Berlin has one of the biggest discrepancies between male and female salaries in all of Europe, with women earning 21% less than their male counterparts. In order to highlight the issue, women traveling on Berlin’s busses, trams, and metro will pay 21% less for tickets on March 18, Germany’s Equal Pay Day. The slogan for the “Frauenticket” awareness campaign is “Mind the pay gap.”

According to The Guardian, Germany ranks among the worst in Europe for pay inequality, alongside Estonia, the Czech Republic and the UK, each country with a gap of more than 20%.

And while I wouldn’t argue with a cheaper ticket, some say the campaign does little to effect real change, which might also be true:

“It’s as if you’d raise a small child’s pocket money just once by €1.50,” says Maren Jasper-Winter, women’s spokesperson for the pro-business FDP party in the Berlin House of Representatives. “This doesn’t help any woman and is completely irrelevant in view of the challenges for equal rights in the world of work.”

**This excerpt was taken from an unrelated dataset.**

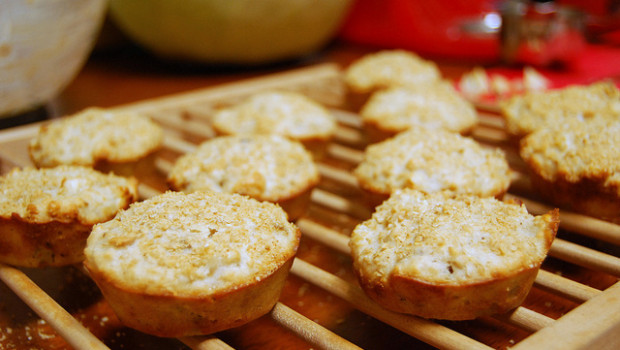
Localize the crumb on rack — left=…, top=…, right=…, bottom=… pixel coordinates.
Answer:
left=457, top=66, right=550, bottom=102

Even the organization that runs public transport in Berlin, the BVG, has plenty of room for improvement when it comes to issues of inequality. The Guardian reports that just one-fifth of its employees are women, though it hired a female CEO (its first) in 2010.

“You have to speak out when people are treated differently for no reason,” BVG said in a statement. “This is a small gesture of solidarity, though it is nothing in comparison with what women are deprived of in income every year.”